Having moved from Nigeria to rural Tennessee at the age of 13, Faber Oscioma has started 2020 off to a good start, attending an elite school. Then Covid hit. She found herself taking care of her two younger siblings. The three did remote learning on her one computer, her mother worked 100 hours a week, and Oshishioma worked part-time at McDonald’s. “I felt it was my job to lift her family out of poverty,” she says. Her grades dropped, and the anxiety she had before her pandemic escalated into paralyzing panic attacks. She remembers one adviser saying,
Mr. Oshisioma was worried about how to explain this to the university. “I was trying to get the perfect word,” she says. “But I wasn’t sure if anyone would look at me and think, ‘This is an attractive package.'” She won numerous awards during her senior year, including a prestigious Coca-Cola scholarship. was awarded.

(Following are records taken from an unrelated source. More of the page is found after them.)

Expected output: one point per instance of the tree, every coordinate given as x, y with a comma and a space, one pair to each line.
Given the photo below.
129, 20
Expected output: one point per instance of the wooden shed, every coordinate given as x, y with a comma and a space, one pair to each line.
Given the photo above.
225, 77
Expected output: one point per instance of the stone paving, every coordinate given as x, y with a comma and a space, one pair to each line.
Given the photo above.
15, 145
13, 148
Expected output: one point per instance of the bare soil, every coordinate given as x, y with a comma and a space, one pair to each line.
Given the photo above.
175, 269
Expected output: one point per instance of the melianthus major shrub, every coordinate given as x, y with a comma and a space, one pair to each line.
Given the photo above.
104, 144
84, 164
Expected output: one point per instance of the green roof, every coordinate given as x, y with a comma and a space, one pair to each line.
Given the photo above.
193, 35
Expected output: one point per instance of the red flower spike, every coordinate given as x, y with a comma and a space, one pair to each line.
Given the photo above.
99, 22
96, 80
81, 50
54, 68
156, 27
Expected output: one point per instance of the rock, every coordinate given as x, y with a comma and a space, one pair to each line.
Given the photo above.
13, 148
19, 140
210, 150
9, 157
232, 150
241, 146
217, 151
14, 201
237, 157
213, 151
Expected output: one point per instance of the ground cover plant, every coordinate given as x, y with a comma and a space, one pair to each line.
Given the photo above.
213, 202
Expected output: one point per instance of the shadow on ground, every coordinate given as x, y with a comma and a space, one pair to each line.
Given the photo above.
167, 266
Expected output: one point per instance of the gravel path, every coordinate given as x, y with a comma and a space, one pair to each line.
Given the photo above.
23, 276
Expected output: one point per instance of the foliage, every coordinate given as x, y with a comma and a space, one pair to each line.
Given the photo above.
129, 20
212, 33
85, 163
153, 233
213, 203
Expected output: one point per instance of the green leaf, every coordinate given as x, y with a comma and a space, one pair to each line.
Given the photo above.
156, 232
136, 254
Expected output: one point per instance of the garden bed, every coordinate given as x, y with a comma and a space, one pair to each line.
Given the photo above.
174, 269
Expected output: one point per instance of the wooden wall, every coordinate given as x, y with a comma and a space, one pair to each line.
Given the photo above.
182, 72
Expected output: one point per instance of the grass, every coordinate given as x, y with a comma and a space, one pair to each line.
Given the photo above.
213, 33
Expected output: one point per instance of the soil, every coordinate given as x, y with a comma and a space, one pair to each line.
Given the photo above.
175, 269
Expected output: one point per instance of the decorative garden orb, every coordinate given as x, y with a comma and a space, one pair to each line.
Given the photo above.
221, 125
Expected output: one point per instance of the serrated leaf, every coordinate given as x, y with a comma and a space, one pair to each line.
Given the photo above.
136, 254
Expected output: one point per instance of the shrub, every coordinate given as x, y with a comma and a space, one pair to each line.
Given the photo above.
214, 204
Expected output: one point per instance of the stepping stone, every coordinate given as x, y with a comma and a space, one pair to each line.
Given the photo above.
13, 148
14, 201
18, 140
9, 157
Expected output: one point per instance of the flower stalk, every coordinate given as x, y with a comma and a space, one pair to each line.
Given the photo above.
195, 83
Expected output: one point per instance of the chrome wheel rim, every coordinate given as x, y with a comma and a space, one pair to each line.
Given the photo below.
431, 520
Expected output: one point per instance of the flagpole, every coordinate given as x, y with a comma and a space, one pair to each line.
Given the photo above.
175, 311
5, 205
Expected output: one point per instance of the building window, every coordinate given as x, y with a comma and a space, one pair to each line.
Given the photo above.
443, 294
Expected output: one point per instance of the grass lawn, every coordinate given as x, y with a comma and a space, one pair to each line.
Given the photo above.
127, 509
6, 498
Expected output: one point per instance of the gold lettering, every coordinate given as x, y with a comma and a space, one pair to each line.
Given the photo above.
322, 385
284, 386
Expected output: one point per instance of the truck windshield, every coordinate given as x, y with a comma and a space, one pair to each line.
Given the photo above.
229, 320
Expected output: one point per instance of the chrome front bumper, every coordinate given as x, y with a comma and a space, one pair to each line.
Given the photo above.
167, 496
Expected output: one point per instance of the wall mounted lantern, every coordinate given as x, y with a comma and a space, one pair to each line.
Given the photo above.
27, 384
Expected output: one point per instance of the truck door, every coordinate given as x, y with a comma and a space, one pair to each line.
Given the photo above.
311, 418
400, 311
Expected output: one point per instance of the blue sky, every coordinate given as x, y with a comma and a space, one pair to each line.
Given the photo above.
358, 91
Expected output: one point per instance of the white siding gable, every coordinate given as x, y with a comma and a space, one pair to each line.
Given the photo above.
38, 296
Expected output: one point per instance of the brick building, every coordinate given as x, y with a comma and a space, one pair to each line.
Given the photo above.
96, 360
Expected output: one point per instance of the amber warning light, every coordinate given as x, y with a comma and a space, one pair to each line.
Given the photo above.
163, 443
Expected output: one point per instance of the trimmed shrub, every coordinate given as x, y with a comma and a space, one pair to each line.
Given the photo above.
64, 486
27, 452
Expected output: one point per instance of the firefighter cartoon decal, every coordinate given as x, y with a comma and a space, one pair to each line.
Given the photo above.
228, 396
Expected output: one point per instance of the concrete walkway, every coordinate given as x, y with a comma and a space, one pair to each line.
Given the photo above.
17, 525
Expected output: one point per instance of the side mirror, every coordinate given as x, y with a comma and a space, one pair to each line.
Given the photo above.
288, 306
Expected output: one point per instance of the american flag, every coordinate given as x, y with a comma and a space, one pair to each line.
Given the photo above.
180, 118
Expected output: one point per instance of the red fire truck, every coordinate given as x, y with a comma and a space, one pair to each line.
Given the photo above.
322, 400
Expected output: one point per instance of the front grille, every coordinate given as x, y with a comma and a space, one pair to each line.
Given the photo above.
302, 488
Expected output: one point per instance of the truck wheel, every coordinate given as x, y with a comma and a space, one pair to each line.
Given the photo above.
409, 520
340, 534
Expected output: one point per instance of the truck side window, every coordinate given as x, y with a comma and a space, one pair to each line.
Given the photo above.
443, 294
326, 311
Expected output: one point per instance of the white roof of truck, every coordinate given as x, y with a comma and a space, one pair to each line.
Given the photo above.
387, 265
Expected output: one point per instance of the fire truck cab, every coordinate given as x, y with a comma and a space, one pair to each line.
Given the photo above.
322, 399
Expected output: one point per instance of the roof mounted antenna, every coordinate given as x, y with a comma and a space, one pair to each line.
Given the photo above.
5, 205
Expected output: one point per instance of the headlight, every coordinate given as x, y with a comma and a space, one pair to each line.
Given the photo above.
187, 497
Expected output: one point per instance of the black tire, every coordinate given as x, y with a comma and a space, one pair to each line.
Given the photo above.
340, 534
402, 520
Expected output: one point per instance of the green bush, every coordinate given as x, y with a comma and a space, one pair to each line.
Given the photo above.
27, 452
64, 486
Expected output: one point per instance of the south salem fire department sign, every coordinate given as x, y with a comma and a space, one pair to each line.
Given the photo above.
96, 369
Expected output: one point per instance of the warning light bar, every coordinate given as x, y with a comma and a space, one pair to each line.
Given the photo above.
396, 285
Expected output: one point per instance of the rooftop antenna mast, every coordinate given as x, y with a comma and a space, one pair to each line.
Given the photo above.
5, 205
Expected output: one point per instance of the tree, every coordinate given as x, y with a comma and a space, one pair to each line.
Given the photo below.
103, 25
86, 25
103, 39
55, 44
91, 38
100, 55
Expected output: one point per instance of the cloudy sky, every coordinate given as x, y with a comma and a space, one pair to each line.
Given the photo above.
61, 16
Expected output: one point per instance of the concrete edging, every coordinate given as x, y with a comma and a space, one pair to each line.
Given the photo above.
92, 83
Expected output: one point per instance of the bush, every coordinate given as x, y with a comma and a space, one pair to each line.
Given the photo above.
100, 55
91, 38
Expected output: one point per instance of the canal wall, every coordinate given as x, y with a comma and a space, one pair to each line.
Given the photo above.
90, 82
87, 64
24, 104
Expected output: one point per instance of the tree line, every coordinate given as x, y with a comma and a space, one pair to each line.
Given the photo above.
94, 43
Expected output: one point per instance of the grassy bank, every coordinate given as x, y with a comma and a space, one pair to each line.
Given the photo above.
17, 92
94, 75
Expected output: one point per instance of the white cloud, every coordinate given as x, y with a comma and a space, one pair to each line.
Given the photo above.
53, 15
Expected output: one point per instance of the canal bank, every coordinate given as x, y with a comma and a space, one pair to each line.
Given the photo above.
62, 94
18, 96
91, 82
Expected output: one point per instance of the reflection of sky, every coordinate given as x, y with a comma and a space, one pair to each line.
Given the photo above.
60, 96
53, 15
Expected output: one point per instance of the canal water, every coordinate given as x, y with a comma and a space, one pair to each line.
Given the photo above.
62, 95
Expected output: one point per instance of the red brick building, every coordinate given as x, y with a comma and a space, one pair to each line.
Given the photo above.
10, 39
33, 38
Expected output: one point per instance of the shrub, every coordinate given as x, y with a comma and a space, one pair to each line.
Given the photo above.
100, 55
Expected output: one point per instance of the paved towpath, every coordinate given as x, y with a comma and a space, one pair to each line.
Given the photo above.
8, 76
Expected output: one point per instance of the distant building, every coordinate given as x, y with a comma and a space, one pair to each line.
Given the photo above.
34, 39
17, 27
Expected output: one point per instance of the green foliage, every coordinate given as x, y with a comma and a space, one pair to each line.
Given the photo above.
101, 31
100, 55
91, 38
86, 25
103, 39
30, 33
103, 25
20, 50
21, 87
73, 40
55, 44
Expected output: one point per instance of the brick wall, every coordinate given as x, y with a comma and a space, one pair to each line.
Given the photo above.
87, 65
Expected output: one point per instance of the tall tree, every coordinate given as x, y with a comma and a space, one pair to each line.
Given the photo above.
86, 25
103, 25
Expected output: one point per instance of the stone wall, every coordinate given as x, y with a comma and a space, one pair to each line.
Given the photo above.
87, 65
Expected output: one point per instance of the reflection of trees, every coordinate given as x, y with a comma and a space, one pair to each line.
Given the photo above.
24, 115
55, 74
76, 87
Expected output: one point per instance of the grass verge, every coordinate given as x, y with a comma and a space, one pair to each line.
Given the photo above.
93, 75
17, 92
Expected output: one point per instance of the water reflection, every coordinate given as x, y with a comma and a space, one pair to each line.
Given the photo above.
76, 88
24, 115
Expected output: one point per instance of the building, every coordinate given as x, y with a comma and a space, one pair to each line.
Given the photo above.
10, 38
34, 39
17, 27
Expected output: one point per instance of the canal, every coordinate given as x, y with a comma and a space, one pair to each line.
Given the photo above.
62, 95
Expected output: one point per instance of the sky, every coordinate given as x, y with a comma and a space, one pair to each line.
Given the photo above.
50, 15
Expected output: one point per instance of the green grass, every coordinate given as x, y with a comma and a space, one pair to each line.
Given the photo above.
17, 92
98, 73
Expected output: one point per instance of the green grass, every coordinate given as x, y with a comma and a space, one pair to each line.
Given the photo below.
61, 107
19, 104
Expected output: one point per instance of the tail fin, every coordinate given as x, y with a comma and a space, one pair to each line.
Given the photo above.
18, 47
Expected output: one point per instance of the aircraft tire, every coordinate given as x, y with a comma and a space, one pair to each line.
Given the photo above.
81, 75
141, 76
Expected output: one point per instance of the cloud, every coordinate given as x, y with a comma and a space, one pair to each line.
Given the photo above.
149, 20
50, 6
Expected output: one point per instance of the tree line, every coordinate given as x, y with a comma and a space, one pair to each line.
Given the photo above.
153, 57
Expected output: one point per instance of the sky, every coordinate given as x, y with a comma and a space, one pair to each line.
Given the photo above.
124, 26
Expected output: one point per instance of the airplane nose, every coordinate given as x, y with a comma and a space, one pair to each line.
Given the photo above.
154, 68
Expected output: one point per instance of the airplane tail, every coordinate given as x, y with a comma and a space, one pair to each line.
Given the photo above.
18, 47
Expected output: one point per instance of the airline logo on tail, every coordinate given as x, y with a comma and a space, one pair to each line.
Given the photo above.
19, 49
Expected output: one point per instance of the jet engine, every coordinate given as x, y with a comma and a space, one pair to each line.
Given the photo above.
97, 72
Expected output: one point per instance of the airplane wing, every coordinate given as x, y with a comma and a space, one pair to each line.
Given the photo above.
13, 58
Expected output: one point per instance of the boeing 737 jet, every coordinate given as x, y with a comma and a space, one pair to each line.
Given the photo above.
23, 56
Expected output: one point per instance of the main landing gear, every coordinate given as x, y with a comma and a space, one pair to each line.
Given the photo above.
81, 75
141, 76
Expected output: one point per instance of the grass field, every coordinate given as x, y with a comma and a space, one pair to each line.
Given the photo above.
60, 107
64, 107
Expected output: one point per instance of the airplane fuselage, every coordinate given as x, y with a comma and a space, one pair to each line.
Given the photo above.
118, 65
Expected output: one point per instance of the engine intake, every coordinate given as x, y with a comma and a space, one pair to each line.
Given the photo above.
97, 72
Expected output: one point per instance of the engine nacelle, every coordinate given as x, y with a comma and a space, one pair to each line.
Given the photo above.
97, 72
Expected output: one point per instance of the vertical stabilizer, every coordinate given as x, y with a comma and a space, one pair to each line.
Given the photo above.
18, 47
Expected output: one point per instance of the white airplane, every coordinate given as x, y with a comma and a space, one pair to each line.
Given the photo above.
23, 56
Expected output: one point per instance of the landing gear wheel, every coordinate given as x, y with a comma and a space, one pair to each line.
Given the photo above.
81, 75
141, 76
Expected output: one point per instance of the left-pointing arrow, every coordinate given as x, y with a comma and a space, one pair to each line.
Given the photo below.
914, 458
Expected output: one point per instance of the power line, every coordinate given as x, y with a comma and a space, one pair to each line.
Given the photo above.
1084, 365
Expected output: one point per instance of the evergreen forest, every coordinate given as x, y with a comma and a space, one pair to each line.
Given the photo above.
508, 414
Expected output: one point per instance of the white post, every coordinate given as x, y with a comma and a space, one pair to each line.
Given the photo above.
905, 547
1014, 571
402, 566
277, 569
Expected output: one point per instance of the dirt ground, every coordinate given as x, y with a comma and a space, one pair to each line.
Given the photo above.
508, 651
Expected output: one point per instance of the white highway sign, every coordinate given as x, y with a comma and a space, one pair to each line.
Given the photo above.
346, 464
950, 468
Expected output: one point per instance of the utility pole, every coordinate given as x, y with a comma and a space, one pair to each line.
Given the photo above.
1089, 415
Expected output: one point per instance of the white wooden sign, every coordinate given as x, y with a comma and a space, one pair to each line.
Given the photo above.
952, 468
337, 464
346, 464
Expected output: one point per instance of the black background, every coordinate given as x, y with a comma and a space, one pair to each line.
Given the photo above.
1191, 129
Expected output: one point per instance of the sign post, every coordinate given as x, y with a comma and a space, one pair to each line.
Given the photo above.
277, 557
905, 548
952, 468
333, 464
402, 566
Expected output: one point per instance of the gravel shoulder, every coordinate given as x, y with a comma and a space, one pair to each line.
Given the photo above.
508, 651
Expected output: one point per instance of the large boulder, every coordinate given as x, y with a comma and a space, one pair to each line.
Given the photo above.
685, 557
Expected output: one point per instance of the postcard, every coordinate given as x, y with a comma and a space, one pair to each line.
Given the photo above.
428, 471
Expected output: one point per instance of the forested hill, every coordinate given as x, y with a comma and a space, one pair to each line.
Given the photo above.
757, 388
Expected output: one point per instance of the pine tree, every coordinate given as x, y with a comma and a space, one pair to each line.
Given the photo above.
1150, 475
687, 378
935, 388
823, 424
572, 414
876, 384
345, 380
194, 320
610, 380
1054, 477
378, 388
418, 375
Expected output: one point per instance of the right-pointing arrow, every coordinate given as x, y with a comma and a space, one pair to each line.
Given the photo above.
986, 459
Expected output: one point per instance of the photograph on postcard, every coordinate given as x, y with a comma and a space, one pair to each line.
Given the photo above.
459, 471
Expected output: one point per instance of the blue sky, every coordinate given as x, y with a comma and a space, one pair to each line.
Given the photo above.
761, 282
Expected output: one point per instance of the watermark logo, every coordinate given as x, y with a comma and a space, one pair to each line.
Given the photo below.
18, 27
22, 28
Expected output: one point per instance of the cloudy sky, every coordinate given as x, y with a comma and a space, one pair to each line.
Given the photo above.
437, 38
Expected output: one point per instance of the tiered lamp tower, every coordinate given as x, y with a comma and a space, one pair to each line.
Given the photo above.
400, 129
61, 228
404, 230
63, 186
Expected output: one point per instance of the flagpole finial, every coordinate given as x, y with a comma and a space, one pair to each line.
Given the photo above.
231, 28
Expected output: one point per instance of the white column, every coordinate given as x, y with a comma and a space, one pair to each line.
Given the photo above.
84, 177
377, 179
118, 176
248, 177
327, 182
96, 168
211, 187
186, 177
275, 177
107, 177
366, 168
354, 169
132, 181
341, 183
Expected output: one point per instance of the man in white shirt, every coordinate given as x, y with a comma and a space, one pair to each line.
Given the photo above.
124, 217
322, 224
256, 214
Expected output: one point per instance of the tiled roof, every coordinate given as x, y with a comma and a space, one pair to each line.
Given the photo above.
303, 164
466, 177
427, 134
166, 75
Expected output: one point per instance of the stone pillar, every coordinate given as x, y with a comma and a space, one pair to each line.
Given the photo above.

Her video crew surprised her with a jumbo-sized check at her school.
“I remember coming home and putting it in my room and still crying because I didn’t know what to say on the application form about my anxiety.” I supported everything from class schedules to college counseling. As Ms. Oshisioma stared at her Yale application, watching deadlines tick by, she felt overwhelmed and unable to walk, and she felt herself slipping in and out of consciousness. She needed to see a neurologist to rule out her seizures. She ended up attending college a year later than planned at the University of Tennessee-Martin. She is a scholar at the university there and enjoys her classes, but she feels that she is far from where she wanted to be.
Preparatory schools, on the other hand, often employ former admissions officers as counselors, with a caseload of nearly 30 people. Jessica Smith, director of college counseling at her school in Westtown, Pennsylvania, is struggling to protect “students’ private her business.”
Haimi Salone, now in her final year at Stanford University, benefited from this kind of advice while attending Blake School in Minneapolis on a scholarship. In her essays, they write candidly about the depression, anxiety, and embarrassment that followed her mother’s cancer diagnosis and eventual death, but at the suggestion of a college counselor, her sophomore year. Skipped hospitalization. “Are you lying about not letting me in?” they wondered. “If I do have mental health issues, what would be considered an accurate representation of me as a student?”
Even after they entered, the stress remained. “I was worried that if other information came out, my admission would be canceled.”
My Harvard application taught me what was acceptable to share and what was not. I felt that the university wanted pristine survivors, unimpaired by trauma. When I was 16, I didn’t know that it was impossible to get out of certain difficulties unscathed. The Perfect Conqueror is the fantasy that some young people are taught to create. This illusion can cause great damage.